Una specie di class action politica – con una raccolta di firme geograficamente trasversale – in nome del rispetto e dell’onorabilità delle istituzioni. Il Senatore della Repubblbica ed ex ministro delle Riforme, Bossi – si legge nella denuncia – “ha proferito frasi e rivolto gesti di una gravità inaudita allIndirizzo delle più alte cariche dello Stato nonché dell’intera comunità nazionale” (per via della insulto “terùn”). “Usciamo dall”Italia andiamocene via” aveva esordito il Senatùr al raduno di Albino. Fino a quel “mandiamo un saluto
al Presidente della Repubblica “(facendo con la mano destra il gesto delle corna) . “D’altra parte nomen Oman… – aveva continuato – Si chiama napoletano… Oh no! Non sapevo che l’era un terùn”.

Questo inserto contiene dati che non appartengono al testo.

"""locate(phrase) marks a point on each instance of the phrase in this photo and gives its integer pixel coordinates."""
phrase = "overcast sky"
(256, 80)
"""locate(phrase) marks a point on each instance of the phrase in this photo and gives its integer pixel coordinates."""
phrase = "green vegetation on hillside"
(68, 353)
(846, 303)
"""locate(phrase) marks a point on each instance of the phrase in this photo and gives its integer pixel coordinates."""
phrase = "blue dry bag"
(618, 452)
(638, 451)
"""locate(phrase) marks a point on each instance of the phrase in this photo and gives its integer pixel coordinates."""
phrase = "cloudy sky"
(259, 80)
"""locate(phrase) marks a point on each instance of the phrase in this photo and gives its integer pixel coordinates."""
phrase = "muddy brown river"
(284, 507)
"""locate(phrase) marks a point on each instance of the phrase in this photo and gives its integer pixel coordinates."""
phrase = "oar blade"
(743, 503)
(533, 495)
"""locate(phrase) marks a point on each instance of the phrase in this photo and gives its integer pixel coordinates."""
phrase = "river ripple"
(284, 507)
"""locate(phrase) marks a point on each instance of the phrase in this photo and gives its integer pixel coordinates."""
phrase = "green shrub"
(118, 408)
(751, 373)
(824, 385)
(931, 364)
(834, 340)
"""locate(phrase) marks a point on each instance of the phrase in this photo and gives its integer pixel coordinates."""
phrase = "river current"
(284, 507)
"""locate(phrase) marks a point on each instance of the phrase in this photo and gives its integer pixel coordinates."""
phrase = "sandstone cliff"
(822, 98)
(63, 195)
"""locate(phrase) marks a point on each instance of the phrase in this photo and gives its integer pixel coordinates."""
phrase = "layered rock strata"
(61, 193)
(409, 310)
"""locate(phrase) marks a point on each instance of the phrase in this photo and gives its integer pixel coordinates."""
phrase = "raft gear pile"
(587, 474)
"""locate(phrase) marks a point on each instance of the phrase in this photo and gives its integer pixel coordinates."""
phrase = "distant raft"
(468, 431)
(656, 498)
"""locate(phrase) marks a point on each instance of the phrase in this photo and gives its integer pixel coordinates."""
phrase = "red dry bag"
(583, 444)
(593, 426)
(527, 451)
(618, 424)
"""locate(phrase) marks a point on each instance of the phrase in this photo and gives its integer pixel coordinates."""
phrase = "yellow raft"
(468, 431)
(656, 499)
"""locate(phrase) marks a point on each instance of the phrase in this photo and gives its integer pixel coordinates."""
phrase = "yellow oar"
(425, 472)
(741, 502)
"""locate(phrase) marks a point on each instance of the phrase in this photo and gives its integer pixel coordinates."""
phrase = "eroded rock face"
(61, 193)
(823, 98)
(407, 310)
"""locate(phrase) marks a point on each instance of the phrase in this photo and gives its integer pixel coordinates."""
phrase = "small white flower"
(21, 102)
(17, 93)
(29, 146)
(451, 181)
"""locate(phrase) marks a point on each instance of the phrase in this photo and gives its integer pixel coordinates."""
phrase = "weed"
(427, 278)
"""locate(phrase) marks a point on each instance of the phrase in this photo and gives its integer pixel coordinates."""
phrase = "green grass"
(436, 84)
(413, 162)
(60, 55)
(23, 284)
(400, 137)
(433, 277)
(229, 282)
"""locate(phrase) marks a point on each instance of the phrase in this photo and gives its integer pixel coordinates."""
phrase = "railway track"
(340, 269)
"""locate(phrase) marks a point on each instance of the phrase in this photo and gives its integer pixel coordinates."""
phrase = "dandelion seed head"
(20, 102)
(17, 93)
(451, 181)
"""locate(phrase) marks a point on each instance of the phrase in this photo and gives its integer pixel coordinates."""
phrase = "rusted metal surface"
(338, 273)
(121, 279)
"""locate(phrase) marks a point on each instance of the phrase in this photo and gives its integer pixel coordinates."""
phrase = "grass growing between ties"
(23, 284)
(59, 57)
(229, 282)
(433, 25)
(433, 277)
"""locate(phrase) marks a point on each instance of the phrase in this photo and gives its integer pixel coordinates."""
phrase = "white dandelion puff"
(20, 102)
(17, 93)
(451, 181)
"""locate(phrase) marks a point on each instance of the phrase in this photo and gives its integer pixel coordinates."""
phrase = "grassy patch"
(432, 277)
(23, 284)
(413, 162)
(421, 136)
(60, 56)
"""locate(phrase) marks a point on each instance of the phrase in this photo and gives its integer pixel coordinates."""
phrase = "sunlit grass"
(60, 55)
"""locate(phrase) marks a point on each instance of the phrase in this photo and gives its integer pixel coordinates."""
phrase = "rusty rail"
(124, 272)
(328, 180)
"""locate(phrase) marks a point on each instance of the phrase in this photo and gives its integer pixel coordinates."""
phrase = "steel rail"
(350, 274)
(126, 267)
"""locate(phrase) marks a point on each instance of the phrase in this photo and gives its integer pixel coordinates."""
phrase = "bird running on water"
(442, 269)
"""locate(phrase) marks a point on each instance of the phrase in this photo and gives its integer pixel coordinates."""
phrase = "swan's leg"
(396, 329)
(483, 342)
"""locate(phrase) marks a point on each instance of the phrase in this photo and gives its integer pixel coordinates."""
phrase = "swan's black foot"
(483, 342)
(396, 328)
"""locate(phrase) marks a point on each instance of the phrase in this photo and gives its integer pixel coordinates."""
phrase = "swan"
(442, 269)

Secondo gli autori della denuncia non si è trattato di goliardia ma di un “attacco sovversivo contro l’Unità d’Italia e i suoi organi costituzionali”. I reati che si potrebbero prefigurare sono sovversione, vilipendio della Repubblica, delle istituzioni, nonché il reato di offesa all’Onore e al prestigio del presidente della Repubblica e vilipendio della nazione. L’iniziativa civile è partita da Verona, dove sono state raccolte le prime firme e presentate in Procura dagli avvocati. Il passaparola si è poi sparso nelle altre città.
La Procura competente – quella insomma che dovrà gestire il fascicolo sulle esternazioni di Bossi – è Bergamo: visto che gli eventuali reati, qualora dovessero essere accertati, si sono consumati a Albino, in Val Seriana, nella Bergamasca. Roccaforte leghista (la Provincia è guidata dal lumbard Ettore Pirovano), a Bergamo c’è stato però anche chi, e sono decine, non ha per niente gradito l’esuberanza anti italiana del leader della Lega, e il disprezzo dimostrato verso le istituzioni. Anche a Bergamo, come nelle altre città, le firme in calce sulla denuncia sono di cittadini comuni, estrazione sociale e appartenenza politica assortita, anche diversi immigrati.